Kieron Harding, an IT Infrastructure Engineer at GRC International Group, told 'The nature of the problem meant Facebook would have needed network engineers to physically access their BGP routers - and due to the pandemic, some of the data centers quite possibly don't have an engineer based on site, or someone who could have immediately started to work on the problem.'
"Facebook would have needed network engineers to physically access their BGP routers," Facebook didn't have a Plan B.
... the misconfiguration of the BGP also affected Facebook's physical door access systems
Facebook didn't have a Plan C.

You have to have a plan all the way down to Plan Z.

Be prepared.

Sunday, October 03, 2021

Microsegmentation Discovery

In my previous post on Microsegmentation, my closing comment was:
Labeling of assets is critical along with a comprehensive understanding of the applications relationships and dependencies.

In HP Enterprise's article on microsegmentation they said:
The smaller the segments, the more likely that security policies and controls can break normal interactions.
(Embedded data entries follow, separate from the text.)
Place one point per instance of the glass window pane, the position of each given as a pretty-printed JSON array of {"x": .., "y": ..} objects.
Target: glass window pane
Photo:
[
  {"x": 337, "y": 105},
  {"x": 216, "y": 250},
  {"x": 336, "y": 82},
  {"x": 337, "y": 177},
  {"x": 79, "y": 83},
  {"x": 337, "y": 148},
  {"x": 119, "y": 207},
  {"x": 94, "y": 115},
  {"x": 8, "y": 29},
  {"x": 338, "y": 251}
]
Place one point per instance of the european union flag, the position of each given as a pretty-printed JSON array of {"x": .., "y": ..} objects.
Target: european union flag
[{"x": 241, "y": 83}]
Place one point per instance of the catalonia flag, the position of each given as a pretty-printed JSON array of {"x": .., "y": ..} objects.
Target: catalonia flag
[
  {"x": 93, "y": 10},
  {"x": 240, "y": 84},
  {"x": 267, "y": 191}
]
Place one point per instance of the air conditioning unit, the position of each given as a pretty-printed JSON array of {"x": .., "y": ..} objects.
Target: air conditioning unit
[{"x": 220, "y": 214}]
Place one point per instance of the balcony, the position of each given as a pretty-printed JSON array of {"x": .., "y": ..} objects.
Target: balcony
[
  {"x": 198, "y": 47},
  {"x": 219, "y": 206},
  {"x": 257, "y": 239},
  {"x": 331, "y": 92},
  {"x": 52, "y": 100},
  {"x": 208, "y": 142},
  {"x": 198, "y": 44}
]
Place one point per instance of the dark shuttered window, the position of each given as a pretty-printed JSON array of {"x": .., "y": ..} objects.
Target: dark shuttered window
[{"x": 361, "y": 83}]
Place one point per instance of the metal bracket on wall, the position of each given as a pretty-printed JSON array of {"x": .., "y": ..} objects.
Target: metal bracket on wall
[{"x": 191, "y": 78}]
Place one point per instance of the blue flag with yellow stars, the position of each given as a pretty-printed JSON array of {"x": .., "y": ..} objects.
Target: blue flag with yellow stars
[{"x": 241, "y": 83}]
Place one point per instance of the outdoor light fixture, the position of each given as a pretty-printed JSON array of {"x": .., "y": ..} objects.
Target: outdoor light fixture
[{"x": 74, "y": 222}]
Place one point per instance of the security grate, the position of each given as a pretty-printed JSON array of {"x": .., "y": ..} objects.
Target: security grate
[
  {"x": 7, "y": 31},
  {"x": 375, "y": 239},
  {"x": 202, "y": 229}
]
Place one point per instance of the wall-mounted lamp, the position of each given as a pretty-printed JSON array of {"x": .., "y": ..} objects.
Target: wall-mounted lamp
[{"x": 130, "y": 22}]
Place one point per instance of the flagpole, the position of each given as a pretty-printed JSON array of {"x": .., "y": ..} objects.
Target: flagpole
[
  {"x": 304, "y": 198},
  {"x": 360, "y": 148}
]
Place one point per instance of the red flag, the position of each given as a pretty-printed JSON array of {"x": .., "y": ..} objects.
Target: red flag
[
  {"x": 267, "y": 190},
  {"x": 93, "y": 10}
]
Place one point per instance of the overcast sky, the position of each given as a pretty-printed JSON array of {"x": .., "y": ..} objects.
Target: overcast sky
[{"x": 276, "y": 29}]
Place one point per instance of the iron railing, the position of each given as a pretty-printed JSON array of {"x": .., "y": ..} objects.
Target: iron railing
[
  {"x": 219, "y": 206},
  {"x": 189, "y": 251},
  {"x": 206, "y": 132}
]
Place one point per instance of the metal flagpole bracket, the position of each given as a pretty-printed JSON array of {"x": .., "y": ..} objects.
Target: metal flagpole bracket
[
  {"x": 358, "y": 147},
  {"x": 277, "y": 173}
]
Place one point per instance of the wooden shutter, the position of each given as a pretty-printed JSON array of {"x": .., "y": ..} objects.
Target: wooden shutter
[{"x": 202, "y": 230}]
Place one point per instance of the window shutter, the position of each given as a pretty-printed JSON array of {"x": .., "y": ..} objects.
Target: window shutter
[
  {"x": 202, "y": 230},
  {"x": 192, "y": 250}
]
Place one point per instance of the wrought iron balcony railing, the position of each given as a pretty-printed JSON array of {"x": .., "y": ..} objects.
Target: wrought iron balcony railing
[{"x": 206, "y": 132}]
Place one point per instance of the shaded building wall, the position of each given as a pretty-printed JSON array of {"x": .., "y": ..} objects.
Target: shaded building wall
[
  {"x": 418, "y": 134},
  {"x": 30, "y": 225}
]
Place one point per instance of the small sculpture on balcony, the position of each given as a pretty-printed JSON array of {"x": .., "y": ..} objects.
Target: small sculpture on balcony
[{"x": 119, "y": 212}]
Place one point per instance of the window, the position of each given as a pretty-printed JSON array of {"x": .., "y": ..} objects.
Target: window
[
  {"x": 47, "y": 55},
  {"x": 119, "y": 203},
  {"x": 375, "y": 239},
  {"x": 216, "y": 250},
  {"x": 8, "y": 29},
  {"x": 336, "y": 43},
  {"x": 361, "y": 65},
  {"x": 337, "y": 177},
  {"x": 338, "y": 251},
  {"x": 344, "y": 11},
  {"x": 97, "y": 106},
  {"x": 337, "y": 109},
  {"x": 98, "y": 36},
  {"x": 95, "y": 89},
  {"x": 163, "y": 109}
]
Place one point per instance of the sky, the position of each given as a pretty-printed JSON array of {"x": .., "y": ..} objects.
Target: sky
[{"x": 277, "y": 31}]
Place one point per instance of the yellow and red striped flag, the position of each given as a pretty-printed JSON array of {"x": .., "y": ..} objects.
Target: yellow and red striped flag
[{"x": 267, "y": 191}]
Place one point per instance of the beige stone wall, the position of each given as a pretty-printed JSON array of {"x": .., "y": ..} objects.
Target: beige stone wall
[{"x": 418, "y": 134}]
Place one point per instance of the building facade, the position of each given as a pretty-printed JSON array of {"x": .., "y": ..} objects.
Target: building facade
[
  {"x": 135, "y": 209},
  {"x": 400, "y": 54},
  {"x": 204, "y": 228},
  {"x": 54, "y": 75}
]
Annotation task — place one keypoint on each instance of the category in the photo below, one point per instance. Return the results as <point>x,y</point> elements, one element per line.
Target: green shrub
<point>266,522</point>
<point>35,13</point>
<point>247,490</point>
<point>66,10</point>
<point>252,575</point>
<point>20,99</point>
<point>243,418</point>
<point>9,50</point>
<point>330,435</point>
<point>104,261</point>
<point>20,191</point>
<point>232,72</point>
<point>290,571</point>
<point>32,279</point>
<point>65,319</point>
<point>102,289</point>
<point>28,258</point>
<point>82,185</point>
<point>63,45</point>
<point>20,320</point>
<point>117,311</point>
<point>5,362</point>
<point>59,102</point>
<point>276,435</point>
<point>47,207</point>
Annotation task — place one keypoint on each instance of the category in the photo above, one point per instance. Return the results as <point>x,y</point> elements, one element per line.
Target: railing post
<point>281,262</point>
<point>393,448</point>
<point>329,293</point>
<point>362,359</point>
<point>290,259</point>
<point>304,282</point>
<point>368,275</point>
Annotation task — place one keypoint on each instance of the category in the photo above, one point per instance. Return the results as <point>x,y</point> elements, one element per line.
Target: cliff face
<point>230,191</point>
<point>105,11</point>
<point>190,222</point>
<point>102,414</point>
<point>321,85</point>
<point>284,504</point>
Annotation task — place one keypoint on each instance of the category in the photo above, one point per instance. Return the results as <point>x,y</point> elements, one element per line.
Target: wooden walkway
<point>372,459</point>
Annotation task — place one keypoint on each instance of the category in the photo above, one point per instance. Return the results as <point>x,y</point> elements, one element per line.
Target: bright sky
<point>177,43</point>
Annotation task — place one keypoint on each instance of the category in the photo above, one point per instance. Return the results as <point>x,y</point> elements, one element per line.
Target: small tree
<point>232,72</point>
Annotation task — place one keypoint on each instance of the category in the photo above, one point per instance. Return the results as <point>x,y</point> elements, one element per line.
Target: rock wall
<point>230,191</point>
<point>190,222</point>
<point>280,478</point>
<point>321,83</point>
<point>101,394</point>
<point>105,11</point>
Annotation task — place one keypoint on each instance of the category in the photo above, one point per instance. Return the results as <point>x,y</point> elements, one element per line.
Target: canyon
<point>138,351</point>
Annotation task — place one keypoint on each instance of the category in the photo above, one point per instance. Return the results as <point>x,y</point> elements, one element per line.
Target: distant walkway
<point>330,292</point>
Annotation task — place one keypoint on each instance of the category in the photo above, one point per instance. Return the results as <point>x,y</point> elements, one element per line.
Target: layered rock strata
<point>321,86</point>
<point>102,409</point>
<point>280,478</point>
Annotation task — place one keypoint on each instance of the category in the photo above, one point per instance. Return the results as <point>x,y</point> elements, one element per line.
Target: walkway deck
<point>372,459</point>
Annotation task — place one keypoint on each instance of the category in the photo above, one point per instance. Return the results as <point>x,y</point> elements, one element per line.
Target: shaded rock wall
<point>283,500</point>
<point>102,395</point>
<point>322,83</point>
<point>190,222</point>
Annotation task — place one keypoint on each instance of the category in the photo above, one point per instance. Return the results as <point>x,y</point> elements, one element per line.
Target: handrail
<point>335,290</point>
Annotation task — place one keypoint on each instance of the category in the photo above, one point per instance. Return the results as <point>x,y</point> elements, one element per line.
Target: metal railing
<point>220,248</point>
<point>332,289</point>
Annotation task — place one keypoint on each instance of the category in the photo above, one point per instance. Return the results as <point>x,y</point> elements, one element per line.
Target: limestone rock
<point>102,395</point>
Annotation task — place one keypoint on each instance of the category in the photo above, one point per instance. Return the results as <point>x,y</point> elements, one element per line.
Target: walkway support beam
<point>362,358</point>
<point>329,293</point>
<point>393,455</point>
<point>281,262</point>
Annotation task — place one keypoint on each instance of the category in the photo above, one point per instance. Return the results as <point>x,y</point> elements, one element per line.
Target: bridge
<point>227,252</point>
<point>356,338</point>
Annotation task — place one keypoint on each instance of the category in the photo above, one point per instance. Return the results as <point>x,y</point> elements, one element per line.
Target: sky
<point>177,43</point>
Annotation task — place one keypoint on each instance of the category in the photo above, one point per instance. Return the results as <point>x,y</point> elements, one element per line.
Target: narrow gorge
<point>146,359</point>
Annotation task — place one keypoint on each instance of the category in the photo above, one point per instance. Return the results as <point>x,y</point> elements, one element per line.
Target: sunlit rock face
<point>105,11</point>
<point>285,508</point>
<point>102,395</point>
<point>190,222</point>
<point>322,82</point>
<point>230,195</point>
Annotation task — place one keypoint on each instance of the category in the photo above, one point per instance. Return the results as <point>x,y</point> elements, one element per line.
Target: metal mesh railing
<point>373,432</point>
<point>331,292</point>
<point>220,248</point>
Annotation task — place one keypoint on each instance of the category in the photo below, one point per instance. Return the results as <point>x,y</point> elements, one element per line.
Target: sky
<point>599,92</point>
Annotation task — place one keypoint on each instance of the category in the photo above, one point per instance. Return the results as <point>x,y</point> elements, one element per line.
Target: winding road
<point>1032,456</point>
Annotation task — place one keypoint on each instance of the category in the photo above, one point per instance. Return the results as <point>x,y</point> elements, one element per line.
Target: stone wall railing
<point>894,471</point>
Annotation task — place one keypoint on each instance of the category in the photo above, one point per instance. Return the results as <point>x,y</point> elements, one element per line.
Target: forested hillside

So it's crucial to first get a lay of the land through a robust discovery process that uncovers what devices and applications are running on the network and then maps their data and traffic flows.
At a recent lunch with a network architect, he related how they had bought and implemented all the hardware for microsegmentation. But nobody would step up to the "robust discovery process" necessary. The microsegmentation capabilities of the equipment were never implemented. Eventually their hardware's capacity was exceeded and they were replaced.

What a shame.

Make sure that your microsegmentation project has not only the financial capital but the political capital to succeed.